Pellegrinaggio sull'Ortigara meditando con don Bruno Fasani

Abbiamo partecipato al pellegrinaggio solenne dell'ANA sul Monte Ortigara. È stata un'esperienza molto significativa ad alto impatto emotivo. Dopo aver letto libri e visto documentari, vedere quei luoghi con i propri occhi è tutt'altra cosa. A favorire l'inevitabile momento di riflessione è stata l'omelia pronunciata da don Bruno Fasani, direttore de L'Alpino, durante la Santa Messa da lui officiata nei pressi del monumento sulla vetta del Monte Ortigara. Don Bruno ci ha cortesemente inviato una sintetica traccia del suo discorso, lo ringraziamo per aver accolto la nostra richiesta.

Sono partito dal brano evangelico in cui Gesù manda i discepoli in missione. E li manda perché ha compassione della gente, che è come “pecore senza pastore”. Metafora di una società che fa fatica a trovare coordinate e certezze di riferimento. Allusione, per tornare al presente, alle incertezze derivanti dall’economia, con tanta sofferenza in tante famiglie. Allusione alla famiglia in crisi, alle difficoltà educative verso le nuove generazioni e tanto sbando tra di loro. Allusione al venir meno di un quadro di riferimento etico, dentro una società dove il desiderio soggettivo e quindi l’individualismo stanno prendendo il posto dei diritti e dei doveri… Dove spesso il male viene considerato un bene, solo perché risponde ai desideri della gente. Allusione ad una politica che appare sempre più autoreferenziale e sempre meno attenta ai problemi dei cittadini.

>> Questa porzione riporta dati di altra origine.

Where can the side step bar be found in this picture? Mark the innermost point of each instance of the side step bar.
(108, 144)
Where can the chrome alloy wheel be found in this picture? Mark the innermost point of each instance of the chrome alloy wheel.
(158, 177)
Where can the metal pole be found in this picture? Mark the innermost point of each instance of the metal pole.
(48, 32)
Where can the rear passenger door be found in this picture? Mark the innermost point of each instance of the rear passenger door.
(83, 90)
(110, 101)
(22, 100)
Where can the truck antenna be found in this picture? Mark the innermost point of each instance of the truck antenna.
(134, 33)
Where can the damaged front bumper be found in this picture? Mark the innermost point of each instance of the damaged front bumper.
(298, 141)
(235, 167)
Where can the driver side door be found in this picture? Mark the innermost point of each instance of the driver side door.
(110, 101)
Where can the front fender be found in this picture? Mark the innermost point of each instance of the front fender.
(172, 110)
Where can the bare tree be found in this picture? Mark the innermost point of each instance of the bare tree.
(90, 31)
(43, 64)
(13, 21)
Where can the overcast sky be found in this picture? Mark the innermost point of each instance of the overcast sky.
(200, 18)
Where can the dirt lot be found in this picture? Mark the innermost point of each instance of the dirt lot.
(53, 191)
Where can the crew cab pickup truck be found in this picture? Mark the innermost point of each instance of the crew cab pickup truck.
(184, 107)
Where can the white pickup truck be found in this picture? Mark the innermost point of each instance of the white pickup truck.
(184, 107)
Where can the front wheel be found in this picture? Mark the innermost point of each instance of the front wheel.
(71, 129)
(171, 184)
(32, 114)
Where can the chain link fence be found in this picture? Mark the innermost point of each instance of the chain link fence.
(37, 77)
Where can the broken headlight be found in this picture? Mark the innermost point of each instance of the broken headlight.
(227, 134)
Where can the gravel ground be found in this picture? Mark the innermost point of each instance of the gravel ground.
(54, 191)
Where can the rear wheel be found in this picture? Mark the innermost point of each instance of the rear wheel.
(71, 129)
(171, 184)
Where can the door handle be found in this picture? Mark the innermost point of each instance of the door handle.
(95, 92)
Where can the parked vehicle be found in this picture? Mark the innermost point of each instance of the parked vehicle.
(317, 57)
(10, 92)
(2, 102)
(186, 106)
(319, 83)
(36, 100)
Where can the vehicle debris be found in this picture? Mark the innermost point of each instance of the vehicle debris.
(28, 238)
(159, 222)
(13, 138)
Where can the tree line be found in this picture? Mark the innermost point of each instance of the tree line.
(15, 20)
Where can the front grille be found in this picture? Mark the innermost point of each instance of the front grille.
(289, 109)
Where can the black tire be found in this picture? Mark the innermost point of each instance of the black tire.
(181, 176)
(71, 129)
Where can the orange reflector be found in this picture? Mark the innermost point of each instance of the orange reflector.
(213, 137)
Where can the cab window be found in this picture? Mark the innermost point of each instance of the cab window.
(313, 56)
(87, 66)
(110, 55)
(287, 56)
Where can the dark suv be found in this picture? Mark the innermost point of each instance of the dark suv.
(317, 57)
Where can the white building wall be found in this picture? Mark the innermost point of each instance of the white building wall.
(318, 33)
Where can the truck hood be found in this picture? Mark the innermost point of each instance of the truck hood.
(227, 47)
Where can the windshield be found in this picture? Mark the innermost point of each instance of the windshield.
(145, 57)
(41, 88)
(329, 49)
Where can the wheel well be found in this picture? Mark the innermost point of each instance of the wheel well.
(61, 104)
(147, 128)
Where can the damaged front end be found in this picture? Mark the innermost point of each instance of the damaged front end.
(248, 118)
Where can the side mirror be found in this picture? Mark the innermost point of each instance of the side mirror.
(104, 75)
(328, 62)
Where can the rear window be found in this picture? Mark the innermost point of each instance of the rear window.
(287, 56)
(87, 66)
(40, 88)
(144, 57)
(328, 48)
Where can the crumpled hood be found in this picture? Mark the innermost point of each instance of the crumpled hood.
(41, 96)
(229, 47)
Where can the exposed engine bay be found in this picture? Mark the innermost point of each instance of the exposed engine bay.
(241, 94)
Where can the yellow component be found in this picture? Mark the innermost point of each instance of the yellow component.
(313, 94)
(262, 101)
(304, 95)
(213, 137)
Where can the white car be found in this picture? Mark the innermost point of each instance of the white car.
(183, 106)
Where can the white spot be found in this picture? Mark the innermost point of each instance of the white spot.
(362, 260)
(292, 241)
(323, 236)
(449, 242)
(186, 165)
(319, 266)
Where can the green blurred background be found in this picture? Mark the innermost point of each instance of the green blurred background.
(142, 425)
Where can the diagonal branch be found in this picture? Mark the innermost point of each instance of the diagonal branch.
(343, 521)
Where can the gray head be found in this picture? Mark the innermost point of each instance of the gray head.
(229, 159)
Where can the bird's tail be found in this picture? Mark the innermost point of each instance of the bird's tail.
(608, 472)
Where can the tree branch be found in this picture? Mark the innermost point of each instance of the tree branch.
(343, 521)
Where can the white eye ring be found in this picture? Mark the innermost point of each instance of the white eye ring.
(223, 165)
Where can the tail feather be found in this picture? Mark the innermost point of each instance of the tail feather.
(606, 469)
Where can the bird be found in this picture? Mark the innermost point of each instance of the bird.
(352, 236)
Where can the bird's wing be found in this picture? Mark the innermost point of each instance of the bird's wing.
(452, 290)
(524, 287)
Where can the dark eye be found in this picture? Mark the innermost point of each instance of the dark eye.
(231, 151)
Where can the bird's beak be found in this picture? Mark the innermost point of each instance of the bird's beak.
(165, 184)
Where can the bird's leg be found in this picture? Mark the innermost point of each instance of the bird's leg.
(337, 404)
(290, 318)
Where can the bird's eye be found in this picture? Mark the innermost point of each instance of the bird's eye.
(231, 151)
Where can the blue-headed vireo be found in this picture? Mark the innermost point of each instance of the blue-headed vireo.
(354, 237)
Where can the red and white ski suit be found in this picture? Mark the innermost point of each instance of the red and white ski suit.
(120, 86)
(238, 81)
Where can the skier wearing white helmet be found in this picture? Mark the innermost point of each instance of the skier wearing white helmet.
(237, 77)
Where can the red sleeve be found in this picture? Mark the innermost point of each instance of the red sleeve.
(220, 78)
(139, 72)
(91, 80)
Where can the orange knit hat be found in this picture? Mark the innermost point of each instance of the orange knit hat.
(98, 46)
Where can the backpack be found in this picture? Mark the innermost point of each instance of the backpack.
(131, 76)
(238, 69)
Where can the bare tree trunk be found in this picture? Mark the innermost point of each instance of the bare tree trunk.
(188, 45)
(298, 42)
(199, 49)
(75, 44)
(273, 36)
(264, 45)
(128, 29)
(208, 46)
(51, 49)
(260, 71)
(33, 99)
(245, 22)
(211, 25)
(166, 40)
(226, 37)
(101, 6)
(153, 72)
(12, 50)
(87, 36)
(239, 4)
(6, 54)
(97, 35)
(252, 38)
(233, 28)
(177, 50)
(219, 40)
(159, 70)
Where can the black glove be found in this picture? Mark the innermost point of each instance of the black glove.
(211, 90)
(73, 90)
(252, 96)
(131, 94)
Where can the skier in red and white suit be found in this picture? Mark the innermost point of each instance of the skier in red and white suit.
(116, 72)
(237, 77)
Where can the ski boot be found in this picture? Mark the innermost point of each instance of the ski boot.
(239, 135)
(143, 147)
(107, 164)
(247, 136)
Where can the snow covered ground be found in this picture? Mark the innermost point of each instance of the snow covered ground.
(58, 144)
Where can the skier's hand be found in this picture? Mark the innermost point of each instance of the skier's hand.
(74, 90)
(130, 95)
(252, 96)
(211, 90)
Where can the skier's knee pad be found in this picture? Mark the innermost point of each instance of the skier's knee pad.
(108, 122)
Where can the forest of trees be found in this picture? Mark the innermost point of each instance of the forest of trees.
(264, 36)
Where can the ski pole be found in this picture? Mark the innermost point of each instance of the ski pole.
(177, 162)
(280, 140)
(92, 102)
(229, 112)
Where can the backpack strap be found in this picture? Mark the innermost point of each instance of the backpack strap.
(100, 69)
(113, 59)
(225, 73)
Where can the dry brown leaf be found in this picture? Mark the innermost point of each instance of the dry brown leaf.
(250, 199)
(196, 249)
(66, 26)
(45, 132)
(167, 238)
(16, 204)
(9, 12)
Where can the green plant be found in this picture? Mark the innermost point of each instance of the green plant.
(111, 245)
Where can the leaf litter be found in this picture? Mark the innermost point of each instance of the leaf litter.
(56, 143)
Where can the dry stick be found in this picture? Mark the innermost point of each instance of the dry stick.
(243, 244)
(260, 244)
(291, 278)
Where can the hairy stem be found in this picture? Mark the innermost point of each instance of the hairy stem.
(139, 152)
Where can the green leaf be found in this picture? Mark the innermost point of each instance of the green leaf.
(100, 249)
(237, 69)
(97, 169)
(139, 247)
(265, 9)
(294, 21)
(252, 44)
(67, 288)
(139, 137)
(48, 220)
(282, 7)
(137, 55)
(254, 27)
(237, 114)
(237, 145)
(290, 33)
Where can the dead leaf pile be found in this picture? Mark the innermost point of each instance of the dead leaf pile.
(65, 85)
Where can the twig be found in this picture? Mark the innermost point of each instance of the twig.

Insomma, una società che sta perdendo stabilità e certezze.
Da qui il dovere di sentirsi tutti responsabili per rimettere in piedi la situazione, a vari livelli e con differenti responsabilità. Due gli errori da evitare.
Il primo è quello che Papa Francesco chiama lo zapping della coscienza. Ovvero l’abitudine a guardare la società e i fatti della vita allo stesso modo con cui si cambia canale in Tv, senza trovare quello che ci interessa o qualcosa su cui fermarci. Si diventa così curiosi senza essere responsabili.
Il secondo errore è quello di confondere il bene comune con il benessere. Il primo domanda di cercare il bene di tutti, guardando ai vari problemi che ci sono dentro la società, il secondo è l’illusione che tutta la società vada bene, solo perché io sto bene. Anche qui prevale la logica dell’individualismo.
Da qui deriva l’attualità dell’impegno alpino: guardare ai problemi e darsi da fare, evitando due pericoli. Il primo è quello di diventare custodi di cimiteri. Noi doverosamente ricordiamo i nostri morti, ma senza diventare becchini. Noi facciamo memoria per dare voce a loro, ai nostri caduti, i quali ci ricordano che senza giustizia, la storia è destinata a ripetere errori e sofferenze. Il secondo errore è quello che riduce l’Ana allo stile degli storici che fanno grandi ricerche accademiche. Ricerche che sono fondamentali, ma che non possono avere la pretesa di confinare l’alpinità solo nell’indagine storica. Chi ci rimprovera di essere una Onluss o i boy scouts con la penna in testa, non ha capito che l’alpinità non è solo memoria ma continuità di testimonianza, e quindi di opere, con chi ci ha preceduto.